The current (April 16, 2012) issue of TIME magazine has as its cover article, “Rethinking Heaven,” the idea being that more and more Christians these days refuse to think of our eternal destiny in the old, tired, boring ways (lolling around on clouds, playing harps). Instead, writer Jon Meachem says, many are thinking of a “heaven on earth” image, one transcending religion and encompassing culture, politics, economics, class and psychology.

My conclusion is not profound at all. Let us read these articles and books, let us discuss them, and let us stay rooted in the Scripture’s message about both aspects of our existence: our earthly assignment and our heavenly roots.

If there is tension between the two, or if the lines do not always fit together as neatly as we would wish, so be it.

“We see through a glass darkly” (I Corinthians 13:12).

“We who are in this body do groan….” (II Corinthians 5:4).

4 thoughts on “Getting Comfortable in Babylon

  1. Excellent analysis of our current situation.
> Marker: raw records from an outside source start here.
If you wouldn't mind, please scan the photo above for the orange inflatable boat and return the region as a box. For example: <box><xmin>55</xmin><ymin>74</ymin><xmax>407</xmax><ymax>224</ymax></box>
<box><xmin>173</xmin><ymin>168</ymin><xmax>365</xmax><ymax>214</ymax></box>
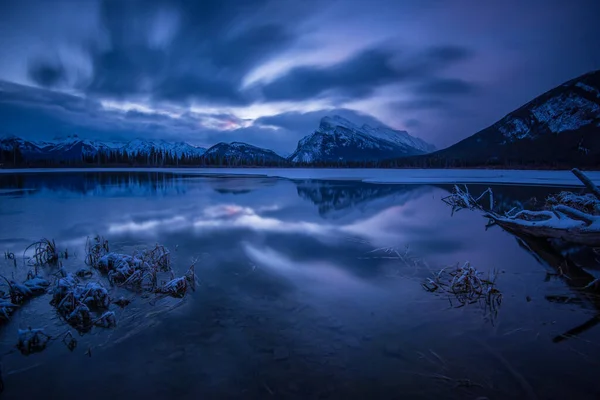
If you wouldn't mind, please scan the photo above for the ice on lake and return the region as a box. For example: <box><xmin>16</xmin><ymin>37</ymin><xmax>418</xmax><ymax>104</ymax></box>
<box><xmin>0</xmin><ymin>169</ymin><xmax>600</xmax><ymax>399</ymax></box>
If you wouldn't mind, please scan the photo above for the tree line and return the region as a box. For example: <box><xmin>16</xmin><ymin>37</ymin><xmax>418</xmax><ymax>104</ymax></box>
<box><xmin>0</xmin><ymin>147</ymin><xmax>600</xmax><ymax>169</ymax></box>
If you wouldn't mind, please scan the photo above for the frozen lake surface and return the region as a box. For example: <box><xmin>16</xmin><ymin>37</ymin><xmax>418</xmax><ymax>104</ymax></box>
<box><xmin>0</xmin><ymin>169</ymin><xmax>600</xmax><ymax>399</ymax></box>
<box><xmin>0</xmin><ymin>168</ymin><xmax>600</xmax><ymax>186</ymax></box>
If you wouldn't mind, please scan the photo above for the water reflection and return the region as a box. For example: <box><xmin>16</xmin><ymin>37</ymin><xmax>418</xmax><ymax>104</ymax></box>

Christians too often forsake the future to live in the present overlooking our responsibility to the wonderful grace we have been given.

    Jerry

  2. Some people think that you can be ‘too heavenly-minded’ and be no earthly good. I don’t think that is possible. If you know what Jesus calls us to be and do and have Christ to help you follow Him in that call, you can’t ever have too much of God in you. The problem with me for a long time was I had no God in me at all. I tried to be what I was not. Prisoners no it this way- “if you ain’t what you is then you is what ain’t”. Some people that call themselves Christian, have no God at all in them and there is no way they can be ‘too heavenly-minded to be any earthly good’.

  3. Of the million or so Jews estimated to be living in Babylon at the end of the 70 years, only about 40,000 (4%) returned to the Land of Promise. When Satan and the Flesh conspire with Worldly Principles, then the Truth of Scripture is manifested: “For narrow is the gate and difficult is the way and few there be who find it.”